Die hohe Energiedichte dieser beiden Metalle macht sie zum idealen Antrieb für Elektroautos. Dabei benötigt man pro Akku circa 10 bis 15 Kilogramm Kobalt. Dessen Gewinnung ist aber häufig auch umweltschädlich und die Arbeiter müssen das Material unter teils menschenunwürdigen Bedingungen abbauen. Nicht selten sind an der Förderung Kinder beteiligt. 1)

Kobalt kann in Ländern wie China, Kanada und Australien gefunden werden. 48 Prozent der Weltreserven befinden sich allerdings in der Demokratischen Republik Kongo. 60 Prozent des weltweiten Bedarfs an Kobalt stammen aus Minen des zentralafrikanischen Landes. Sie produzieren eine Menge von 84.400 Tonnen des Metalls. Davon stammen 18.000 Tonnen, also rund 20 Prozent, aus illegalen Kleinbergwerken. 1) 2)

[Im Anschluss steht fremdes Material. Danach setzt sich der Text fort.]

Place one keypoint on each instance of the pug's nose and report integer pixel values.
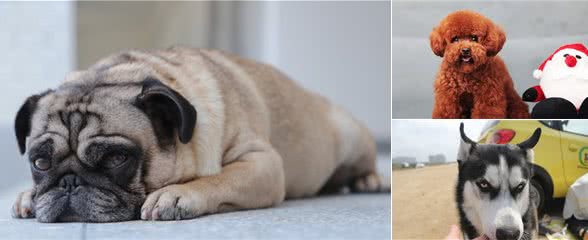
(507, 234)
(70, 182)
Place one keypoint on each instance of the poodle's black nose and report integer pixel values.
(507, 234)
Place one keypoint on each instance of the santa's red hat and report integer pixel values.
(576, 46)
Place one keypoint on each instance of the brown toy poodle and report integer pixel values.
(473, 82)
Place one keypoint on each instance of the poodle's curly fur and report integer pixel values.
(474, 85)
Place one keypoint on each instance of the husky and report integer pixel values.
(492, 192)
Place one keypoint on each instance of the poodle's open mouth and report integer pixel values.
(466, 59)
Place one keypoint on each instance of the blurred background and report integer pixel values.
(534, 30)
(338, 49)
(427, 141)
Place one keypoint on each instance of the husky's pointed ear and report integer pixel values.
(168, 111)
(466, 145)
(532, 141)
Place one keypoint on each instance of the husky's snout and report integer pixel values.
(509, 224)
(502, 219)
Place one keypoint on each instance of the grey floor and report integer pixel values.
(349, 216)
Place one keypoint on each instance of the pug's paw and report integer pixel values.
(23, 207)
(174, 202)
(371, 183)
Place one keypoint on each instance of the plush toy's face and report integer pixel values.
(565, 64)
(466, 40)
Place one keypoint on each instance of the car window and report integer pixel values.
(575, 126)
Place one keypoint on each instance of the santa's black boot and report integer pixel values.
(554, 108)
(583, 111)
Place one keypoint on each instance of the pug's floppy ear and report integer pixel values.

Beim Abbau von Kobalt im Kongo lassen sich zwei Arten unterscheiden: Die Gewinnung aus illegalen Kleinbergwerken einerseits und die aus industriellen Minen mit gewissen Standards andererseits. Da die industriellen Minen allerdings hauptsächlich in chinesischer Hand liegen und vergleichsweise wenige Arbeitsplätze für Einheimische schaffen, wächst die Armut in der Region trotz des Rohstoffreichtums. Die Menschen vor Ort suchen deshalb eine Möglichkeit, ebenfalls am lukrativen Kobaltgeschäft teilzuhaben – und versuchen ihr Glück in ihren eigenen Minen. Diese graben sie teilweise direkt neben ihren Hütten, bis zu 45 Meter tief, sodass in den Dörfern instabile Untertagelabyrinthe entstehen. Sie arbeiten ohne Sicherung, ohne Mundschutz, oft barfuß. Die Böden sind brüchig, die Arbeit extrem gefährlich. Täglich gibt es Unfälle und Menschen werden lebendig unter den Erdmassen begraben. Zudem müssen sie Unmengen des giftigen Kobaltstaubes einatmen. Je tiefer die Schächte, desto enger werden sie auch. Aufgrund dessen ist Kinderarbeit im Kobaltgeschäft an der Tagesordnung. Auch suchen teilweise siebenjährige Kinder in den Abfallprodukten der industriellen Minen nach dem Metall und sortieren und waschen die Erze, bevor sie verkauft werden. Bis zu 12 Stunden am Tag müssen Minderjährige für einen Lohn von ein bis zwei Dollar durchschnittlich arbeiten. Teilweise verbringen sie im Alter von 12 Jahren 24 Stunden in den Tunneln. UNICEF schätzt, dass im Jahr 2014 ungefähr 40.000 Jungen und Mädchen in Minen im Süden der Demokratischen Republik Kongo arbeiten mussten, viele davon, um Kobalt zu gewinnen. Diese Form der Kinderarbeit zählt nachweislich zu den schlimmsten Formen weltweit. 1) 3) 4) 5)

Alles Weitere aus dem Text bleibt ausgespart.